Let’s look at the statistical version of music. There are 8 separate sound bursts per second, which means each burst lasts 1/16 second and it is followed by 1/16 second of silence, in a perfect world. The head end ringing energy from the leading edge of the former attack transient begins arriving at the listener’s position 1/12th second after the leading edge is heard, which is slightly after the tone burst turns off. Secondly, that same head end ringing is arriving at the listener at just about the same time that the next attack transient begins to arrive. The scrambled version of the leading edge of the first attack transient begins to arrive after 1/12 second after the beginning of the direct signal 1/16th second tone burst. That means the scrambled part of that tone burst begins to arrive just after the end of the direct tone burst, and it proceeds to fill in this subsequent silent 1/16th second time period in the tone burst sequence.
There is another aspect of attack transients we need to take a look at. It’s about listening to music and understanding what we are hearing. Each sound of music can be outlined by the ARSD pattern. When people in general listen to music they listen to the sequence of sustains. But when audiophiles and recording engineers listen, people heavily vested into the sound of the sound they are hearing, they naturally or through training learn to focus on and hear the sound of the attack transient.
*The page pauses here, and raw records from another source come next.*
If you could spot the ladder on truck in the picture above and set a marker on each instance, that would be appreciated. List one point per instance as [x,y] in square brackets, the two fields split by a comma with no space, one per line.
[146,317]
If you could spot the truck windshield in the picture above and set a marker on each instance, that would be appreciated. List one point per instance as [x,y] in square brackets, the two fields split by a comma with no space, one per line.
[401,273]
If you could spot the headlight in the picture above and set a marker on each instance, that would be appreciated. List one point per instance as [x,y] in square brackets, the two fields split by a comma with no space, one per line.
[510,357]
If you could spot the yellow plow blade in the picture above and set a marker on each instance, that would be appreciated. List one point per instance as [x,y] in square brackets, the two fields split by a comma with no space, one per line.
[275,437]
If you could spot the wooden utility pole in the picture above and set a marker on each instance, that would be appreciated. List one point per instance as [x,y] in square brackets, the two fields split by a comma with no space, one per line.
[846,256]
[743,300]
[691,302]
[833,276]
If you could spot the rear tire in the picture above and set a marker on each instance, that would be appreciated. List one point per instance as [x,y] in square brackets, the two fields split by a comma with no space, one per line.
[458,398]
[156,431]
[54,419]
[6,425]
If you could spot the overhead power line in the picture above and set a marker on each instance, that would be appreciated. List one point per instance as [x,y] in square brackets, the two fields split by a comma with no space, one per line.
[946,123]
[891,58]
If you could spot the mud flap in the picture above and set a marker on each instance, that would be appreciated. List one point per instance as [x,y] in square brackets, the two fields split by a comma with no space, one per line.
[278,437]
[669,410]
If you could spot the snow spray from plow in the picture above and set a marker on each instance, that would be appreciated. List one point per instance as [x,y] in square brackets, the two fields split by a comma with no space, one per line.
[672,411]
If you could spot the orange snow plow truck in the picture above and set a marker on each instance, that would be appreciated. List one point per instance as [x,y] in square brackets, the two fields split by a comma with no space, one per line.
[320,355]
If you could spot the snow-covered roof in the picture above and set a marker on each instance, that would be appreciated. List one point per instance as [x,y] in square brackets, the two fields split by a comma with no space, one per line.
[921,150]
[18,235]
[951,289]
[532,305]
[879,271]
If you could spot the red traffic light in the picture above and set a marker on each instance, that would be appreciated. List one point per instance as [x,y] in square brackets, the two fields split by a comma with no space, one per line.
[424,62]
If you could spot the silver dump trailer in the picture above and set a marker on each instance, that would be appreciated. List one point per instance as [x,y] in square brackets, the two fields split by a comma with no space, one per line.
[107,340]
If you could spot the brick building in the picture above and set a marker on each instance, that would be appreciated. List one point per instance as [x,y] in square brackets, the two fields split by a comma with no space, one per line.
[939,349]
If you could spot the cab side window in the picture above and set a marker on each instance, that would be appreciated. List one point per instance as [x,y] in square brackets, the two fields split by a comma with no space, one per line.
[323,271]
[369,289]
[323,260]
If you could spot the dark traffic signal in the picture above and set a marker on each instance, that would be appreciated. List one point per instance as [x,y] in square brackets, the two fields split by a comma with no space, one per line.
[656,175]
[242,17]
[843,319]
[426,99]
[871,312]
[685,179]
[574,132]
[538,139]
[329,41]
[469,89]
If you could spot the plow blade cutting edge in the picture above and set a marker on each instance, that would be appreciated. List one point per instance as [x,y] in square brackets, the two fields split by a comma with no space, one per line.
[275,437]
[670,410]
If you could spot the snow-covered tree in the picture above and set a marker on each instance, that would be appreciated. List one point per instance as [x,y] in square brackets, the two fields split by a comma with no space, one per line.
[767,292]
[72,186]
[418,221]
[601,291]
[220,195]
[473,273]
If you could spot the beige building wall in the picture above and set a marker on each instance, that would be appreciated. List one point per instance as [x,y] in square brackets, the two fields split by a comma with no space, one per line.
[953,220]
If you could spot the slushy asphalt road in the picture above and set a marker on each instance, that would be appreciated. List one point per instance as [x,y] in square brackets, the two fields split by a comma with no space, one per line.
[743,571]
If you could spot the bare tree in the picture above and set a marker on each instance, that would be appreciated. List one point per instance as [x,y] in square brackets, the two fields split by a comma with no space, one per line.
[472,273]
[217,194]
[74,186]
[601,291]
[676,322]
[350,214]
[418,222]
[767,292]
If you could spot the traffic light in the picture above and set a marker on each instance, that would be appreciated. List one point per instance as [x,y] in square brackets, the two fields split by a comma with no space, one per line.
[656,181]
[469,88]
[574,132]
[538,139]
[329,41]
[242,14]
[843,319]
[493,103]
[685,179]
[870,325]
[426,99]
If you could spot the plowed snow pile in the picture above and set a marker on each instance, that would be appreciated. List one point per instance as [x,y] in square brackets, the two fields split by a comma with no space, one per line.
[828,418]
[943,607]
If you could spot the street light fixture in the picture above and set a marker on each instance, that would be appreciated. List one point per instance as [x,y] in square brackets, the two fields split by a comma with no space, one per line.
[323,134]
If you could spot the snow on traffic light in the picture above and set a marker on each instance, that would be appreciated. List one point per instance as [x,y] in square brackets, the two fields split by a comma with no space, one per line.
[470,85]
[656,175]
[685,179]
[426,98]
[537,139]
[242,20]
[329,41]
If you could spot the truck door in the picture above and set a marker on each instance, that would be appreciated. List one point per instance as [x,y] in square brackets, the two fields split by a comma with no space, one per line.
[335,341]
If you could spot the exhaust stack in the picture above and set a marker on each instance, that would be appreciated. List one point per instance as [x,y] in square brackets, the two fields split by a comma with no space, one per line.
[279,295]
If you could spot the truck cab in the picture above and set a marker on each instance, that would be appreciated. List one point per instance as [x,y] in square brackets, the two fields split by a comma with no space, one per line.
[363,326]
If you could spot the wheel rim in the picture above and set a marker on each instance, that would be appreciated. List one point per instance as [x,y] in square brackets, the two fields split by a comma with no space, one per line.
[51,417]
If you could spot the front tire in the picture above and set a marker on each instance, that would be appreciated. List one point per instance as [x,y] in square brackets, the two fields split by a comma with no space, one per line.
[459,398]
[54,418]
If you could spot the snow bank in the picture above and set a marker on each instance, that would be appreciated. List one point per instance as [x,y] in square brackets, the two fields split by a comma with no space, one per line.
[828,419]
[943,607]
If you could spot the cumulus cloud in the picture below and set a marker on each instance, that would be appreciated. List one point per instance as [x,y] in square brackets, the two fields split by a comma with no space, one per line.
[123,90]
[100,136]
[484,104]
The truth of the sound is in the sound of the attack transient part of the sound, not in the sustain.
This is born out through psychoacoustic testing. The fundamentals and upper partials of an attack transient define the coloration of the tone of an instrument. Yet, some instruments can have exactly the same set of overtones and sound the same during the sustain but still sound different when their sound includes the attack transient. Tests have been done where the upper partials of an instrument are electronically time delayed, changing the relative phase of the fundamental to the upper partials. There is but only a slight recognition of the changes being made. However if the changes are made before each sound is struck, which includes the attack transient, the relative shifts of upper partial waveform timing are readily noticed. It was only when the phase alignment of the upper partials were included in the attack transient that synthesized musical notes began to sound real.
If we are listening to a rapid sequence of tone bursts, we want to hear the fine structure of the leading edge of the attack transient. This is where the accuracy or irregularity of the upper partial harmonic structure of the musical tone is best perceived. The musicality revealing fine structure of the attack transient can be masked, obscured by excessive early reverberation, head end ringing. We might electronically be revealing the top 15 dB of the attack transient, as it rises up out of the background din of ongoing sounds that are part of the music. However, due to head end ringing, we might only be able to sonically reveal just the top 4 dB of the attack transient.
The real program material is delivering 15 dB of dynamic range but with head end ringing being uncontrolled, the dynamic range is reduced to only 4 dB. Music suffers from a lack of dynamics because of the masking effect due to head end ringing. The music sounds as if it is compressed with a limiter. Secondly, we lost the ability to hear the lower 11 dB of the audible attack transient. We’ve lost the ability to hear more of the attack transient because lingering sound from head end ringing has back filled into the short period of electronic silence that actually is in the original music track. Not being able to hear more low level detail in the attack transient limits our ability to perceive upper partial musical detail.